We’re not just looking for someone to check off the skills list, we want a problem solver, an innovator, and someone who loves working with data. If this sounds like you, hit us up!
At WTW, we believe difference makes us stronger. We want our workforce to reflect the different and varied markets we operate in and to build a culture of inclusivity that makes colleagues feel welcome, valued and empowered to bring their whole selves to work every day. We are an equal opportunity employer committed to fostering an inclusive work environment throughout our organisation. We embrace all types of diversity.
#J-18808-Ljbffr
Senior Data Engineer employer: WTW
Contact Detail:
WTW Recruiting Team
StudySmarter Expert Advice 🤫
We think this is how you could land Senior Data Engineer
✨Network Like a Pro
Get out there and connect with folks in the industry! Attend meetups, webinars, or even local tech events. The more people you know, the better your chances of landing that Senior Data Engineer role.
✨Show Off Your Skills
Don’t just talk about your experience; demonstrate it! Create a portfolio showcasing your data pipelines, transformations, or any cool projects you've worked on. This will make you stand out when applying through our website.
✨Ace the Interview
Prepare for technical interviews by brushing up on your SQL and programming skills. Practice common data engineering problems and be ready to discuss how you've tackled challenges in past roles. Confidence is key!
✨Follow Up
After an interview, don’t forget to send a thank-you email! It shows your enthusiasm for the role and keeps you fresh in their minds. Plus, it’s a great way to reiterate why you’re the perfect fit for the team.
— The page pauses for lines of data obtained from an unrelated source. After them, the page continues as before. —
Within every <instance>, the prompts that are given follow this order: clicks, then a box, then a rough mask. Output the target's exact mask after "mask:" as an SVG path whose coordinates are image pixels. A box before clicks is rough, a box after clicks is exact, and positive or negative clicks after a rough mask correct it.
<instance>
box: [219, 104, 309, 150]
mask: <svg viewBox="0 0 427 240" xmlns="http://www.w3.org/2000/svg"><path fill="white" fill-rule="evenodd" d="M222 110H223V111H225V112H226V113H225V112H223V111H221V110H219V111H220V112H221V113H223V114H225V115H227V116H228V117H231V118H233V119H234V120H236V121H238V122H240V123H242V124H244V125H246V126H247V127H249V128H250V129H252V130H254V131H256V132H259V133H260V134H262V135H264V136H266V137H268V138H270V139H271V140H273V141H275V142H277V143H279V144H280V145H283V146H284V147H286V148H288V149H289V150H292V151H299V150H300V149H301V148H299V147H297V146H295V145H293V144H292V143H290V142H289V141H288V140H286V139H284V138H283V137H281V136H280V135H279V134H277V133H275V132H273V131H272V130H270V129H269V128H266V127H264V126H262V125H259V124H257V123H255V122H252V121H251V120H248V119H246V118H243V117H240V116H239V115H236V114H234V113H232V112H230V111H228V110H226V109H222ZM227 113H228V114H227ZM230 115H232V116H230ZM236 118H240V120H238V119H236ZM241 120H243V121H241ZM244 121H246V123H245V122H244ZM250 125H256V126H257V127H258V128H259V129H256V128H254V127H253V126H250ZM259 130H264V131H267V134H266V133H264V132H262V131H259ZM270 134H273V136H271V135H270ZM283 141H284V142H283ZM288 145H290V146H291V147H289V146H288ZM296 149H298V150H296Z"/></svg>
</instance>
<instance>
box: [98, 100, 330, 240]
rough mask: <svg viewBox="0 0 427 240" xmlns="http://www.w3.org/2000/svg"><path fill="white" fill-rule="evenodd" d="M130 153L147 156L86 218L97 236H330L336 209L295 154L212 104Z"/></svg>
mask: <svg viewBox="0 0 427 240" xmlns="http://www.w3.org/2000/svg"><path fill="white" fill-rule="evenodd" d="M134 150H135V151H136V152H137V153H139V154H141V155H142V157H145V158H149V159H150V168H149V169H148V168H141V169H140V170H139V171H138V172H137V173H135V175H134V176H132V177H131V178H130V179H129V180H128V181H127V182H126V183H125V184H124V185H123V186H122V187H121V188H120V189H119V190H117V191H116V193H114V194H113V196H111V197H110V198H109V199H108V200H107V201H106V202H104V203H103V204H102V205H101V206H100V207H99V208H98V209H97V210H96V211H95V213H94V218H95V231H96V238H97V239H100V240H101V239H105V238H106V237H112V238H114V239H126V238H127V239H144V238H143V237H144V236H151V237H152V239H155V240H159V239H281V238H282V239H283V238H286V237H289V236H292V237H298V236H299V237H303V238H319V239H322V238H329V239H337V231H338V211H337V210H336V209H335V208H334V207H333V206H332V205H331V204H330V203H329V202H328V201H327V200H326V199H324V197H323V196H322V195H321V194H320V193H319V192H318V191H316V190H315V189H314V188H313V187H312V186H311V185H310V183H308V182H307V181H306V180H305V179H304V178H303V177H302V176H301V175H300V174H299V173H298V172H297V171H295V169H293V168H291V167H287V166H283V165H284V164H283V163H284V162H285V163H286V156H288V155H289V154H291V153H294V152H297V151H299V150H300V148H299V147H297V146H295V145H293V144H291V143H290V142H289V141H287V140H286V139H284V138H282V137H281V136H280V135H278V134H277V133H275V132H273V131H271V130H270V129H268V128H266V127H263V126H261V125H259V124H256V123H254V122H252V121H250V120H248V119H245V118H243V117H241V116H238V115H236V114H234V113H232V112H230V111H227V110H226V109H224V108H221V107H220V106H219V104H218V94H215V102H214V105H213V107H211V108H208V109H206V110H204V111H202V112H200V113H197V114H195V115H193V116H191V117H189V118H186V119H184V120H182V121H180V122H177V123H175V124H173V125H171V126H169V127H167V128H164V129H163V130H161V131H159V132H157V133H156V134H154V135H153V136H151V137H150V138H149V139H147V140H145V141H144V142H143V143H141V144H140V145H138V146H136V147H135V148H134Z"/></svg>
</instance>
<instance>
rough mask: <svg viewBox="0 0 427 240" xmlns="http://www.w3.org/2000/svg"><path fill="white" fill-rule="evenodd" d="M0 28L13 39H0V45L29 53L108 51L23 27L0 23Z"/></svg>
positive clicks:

We think you need these skills to ace Senior Data Engineer
Some tips for your application 🫡
Tailor Your CV: Make sure your CV is tailored to the Senior Data Engineer role. Highlight your experience with Azure and data pipelines, and don’t forget to mention any relevant projects that showcase your skills in data engineering.
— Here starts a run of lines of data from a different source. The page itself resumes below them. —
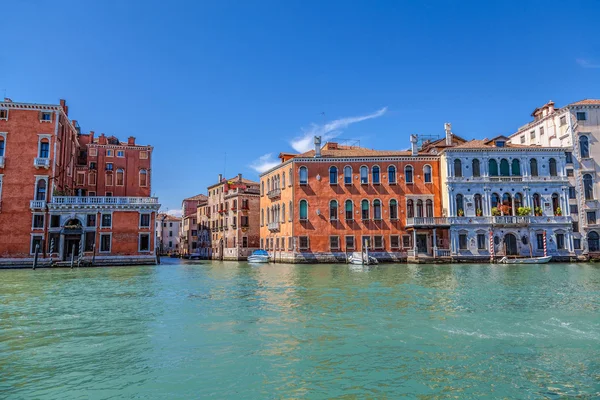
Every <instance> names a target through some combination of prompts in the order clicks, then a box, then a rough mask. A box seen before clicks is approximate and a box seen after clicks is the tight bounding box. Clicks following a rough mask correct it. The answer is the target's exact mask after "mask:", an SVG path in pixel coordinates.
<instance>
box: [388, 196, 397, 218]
mask: <svg viewBox="0 0 600 400" xmlns="http://www.w3.org/2000/svg"><path fill="white" fill-rule="evenodd" d="M390 219H391V220H396V219H398V202H397V201H396V200H394V199H392V200H390Z"/></svg>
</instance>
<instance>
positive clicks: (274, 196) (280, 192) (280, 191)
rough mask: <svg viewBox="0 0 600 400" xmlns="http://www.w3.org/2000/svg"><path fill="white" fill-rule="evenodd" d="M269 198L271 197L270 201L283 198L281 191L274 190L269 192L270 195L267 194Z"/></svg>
mask: <svg viewBox="0 0 600 400" xmlns="http://www.w3.org/2000/svg"><path fill="white" fill-rule="evenodd" d="M267 196H268V197H269V199H271V200H273V199H278V198H280V197H281V189H273V190H269V193H267Z"/></svg>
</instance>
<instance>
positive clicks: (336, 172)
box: [329, 167, 337, 185]
mask: <svg viewBox="0 0 600 400" xmlns="http://www.w3.org/2000/svg"><path fill="white" fill-rule="evenodd" d="M329 184H330V185H337V167H329Z"/></svg>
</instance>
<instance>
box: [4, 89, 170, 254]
mask: <svg viewBox="0 0 600 400" xmlns="http://www.w3.org/2000/svg"><path fill="white" fill-rule="evenodd" d="M68 111H69V110H68V107H67V105H66V102H65V101H64V100H61V101H60V104H58V105H46V104H30V103H15V102H12V101H11V100H10V99H5V100H4V101H3V102H0V265H1V264H5V265H19V264H28V263H30V262H31V261H32V259H33V255H34V253H35V249H36V247H37V248H38V249H39V258H40V263H41V264H48V263H50V262H51V261H54V262H59V261H67V260H70V258H71V256H73V258H75V259H77V260H79V259H81V260H85V261H92V260H93V261H95V262H96V263H97V264H110V263H115V264H123V263H149V262H155V255H154V247H155V244H154V234H153V227H154V219H155V214H156V211H157V210H158V208H159V204H158V200H157V199H156V198H152V197H149V195H150V172H151V168H150V163H151V154H152V147H151V146H139V145H136V144H135V139H133V138H130V139H129V141H128V142H127V143H122V142H119V141H118V140H116V139H115V138H106V137H105V136H104V135H101V136H100V137H98V138H96V139H95V138H94V135H93V133H90V134H81V131H80V128H79V125H78V124H77V121H74V120H70V119H69V117H68ZM111 154H112V157H111Z"/></svg>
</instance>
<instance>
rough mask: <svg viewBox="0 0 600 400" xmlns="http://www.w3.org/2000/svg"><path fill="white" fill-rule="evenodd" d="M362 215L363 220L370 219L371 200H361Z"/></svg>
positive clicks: (360, 203)
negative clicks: (370, 205)
mask: <svg viewBox="0 0 600 400" xmlns="http://www.w3.org/2000/svg"><path fill="white" fill-rule="evenodd" d="M360 209H361V217H362V219H363V220H367V219H369V200H363V201H361V202H360Z"/></svg>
Craft a Compelling Cover Letter: Your cover letter is your chance to shine! Use it to tell us why you’re passionate about data engineering and how your background aligns with our needs. Be specific about your experience with tools like PySpark and Azure Synapse.
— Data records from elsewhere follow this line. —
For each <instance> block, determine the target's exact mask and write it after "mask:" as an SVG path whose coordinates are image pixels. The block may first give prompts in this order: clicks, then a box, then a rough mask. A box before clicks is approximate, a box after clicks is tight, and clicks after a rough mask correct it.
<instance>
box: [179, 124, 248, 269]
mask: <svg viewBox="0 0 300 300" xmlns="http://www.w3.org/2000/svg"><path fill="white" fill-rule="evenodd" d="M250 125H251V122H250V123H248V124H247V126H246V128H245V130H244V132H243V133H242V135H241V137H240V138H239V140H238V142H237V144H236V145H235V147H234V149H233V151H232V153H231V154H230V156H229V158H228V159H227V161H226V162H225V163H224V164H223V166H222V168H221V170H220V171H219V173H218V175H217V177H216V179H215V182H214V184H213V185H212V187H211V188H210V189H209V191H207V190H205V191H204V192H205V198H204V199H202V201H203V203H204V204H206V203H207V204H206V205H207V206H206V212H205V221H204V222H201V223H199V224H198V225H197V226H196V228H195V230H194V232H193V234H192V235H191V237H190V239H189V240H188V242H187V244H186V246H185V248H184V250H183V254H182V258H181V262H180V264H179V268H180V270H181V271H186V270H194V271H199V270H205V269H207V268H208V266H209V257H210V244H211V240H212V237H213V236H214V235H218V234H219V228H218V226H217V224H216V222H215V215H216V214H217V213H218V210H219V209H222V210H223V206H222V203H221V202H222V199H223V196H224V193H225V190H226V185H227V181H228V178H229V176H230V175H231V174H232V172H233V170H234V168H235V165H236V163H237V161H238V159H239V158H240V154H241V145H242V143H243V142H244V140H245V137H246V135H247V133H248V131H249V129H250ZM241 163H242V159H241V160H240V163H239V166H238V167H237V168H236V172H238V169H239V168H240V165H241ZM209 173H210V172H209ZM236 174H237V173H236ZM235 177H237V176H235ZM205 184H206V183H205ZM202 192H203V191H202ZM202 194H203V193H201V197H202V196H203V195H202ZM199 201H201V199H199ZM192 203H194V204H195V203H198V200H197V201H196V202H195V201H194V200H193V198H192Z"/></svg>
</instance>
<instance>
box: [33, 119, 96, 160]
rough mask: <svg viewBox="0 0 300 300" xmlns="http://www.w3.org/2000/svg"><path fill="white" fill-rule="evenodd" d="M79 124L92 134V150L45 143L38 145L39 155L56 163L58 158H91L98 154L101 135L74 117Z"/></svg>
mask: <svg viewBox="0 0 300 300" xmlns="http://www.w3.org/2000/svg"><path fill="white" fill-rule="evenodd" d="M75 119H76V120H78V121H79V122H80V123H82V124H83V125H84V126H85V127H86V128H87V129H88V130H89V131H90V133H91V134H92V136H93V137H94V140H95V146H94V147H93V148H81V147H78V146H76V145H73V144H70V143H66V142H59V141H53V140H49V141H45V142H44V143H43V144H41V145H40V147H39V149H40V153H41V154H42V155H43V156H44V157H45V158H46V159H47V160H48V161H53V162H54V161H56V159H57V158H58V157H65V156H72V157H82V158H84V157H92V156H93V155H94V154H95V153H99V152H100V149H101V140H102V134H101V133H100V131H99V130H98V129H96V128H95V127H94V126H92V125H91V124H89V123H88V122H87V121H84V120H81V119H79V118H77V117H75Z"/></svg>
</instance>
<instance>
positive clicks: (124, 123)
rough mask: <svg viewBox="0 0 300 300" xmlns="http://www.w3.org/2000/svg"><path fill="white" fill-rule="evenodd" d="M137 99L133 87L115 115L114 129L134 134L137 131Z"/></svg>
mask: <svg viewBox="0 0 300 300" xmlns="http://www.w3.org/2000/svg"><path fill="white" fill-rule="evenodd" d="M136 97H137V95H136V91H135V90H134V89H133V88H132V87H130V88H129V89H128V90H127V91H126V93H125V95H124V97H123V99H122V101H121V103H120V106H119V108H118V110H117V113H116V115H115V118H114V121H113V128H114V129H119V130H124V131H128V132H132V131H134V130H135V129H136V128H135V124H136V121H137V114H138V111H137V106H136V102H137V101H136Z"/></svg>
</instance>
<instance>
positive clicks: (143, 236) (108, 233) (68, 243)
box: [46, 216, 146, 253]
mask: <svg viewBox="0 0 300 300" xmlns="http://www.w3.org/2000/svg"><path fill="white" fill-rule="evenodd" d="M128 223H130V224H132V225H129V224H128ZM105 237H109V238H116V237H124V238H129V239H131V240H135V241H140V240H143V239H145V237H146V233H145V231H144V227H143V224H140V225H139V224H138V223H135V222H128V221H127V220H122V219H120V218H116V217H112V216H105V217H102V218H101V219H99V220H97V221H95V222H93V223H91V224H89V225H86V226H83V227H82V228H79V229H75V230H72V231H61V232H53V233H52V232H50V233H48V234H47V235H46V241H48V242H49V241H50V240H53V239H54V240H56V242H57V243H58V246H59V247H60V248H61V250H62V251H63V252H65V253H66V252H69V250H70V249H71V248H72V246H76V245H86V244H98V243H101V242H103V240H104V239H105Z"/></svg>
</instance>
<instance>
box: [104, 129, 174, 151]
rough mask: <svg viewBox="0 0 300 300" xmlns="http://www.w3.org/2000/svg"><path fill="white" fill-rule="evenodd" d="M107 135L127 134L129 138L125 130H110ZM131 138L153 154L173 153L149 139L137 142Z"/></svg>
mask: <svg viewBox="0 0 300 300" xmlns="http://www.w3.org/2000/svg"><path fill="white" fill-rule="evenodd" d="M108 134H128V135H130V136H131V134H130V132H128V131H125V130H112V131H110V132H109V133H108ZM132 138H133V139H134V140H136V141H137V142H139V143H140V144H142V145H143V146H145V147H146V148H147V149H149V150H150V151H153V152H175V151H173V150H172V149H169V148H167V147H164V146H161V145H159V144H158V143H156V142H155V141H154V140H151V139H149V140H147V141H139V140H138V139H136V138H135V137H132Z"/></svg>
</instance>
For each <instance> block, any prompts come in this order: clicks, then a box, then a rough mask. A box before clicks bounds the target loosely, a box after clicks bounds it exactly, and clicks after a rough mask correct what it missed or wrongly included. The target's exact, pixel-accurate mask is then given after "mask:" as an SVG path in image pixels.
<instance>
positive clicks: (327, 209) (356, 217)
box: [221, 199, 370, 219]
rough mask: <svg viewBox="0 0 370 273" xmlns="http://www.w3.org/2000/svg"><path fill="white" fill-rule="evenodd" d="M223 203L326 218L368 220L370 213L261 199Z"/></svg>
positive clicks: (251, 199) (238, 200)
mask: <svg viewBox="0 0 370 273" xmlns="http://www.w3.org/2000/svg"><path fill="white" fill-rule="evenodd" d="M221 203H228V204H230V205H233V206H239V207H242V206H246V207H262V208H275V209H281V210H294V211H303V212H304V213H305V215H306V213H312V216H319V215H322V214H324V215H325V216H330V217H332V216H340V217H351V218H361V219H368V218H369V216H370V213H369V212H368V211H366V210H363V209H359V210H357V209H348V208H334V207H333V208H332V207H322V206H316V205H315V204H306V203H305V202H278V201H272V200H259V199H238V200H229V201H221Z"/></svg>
Showcase Your Problem-Solving Skills: We love problem solvers! In your application, include examples of challenges you've faced in data engineering and how you tackled them. This will help us see your innovative side and how you approach complex issues.
Apply Through Our Website: Don’t forget to apply through our website! It’s the best way for us to receive your application and ensures you’re considered for the role. Plus, it shows you’re serious about joining our team!
How to prepare for a job interview at WTW
✨Know Your Tech Stack
Make sure you’re well-versed in Azure Synapse, Azure Data Factory, and PySpark. Brush up on your SQL skills and be ready to discuss how you've used these tools in past projects. Being able to talk about specific examples will show that you’re not just familiar with the tech, but that you can actually apply it.
✨Showcase Your Problem-Solving Skills
Prepare to discuss challenges you've faced in data engineering and how you overcame them. Think of a couple of scenarios where you had to troubleshoot ETL/ELT workflows or optimise data pipelines. This will demonstrate your ability to think critically and innovate, which is exactly what they’re looking for.
✨Collaborate Like a Pro
Since this role involves working with Data Scientists and AI Engineers, be ready to talk about your experience collaborating with cross-functional teams. Share examples of how you’ve contributed to data-driven solutions and how you ensure everyone is on the same page. Teamwork is key!
✨Stay Ahead of the Curve
Familiarise yourself with emerging cloud and AI technologies. Mention any recent trends or tools you’ve been exploring, especially those related to real-time data streaming or CI/CD practices. Showing that you’re proactive about learning will impress them and align with their forward-thinking culture.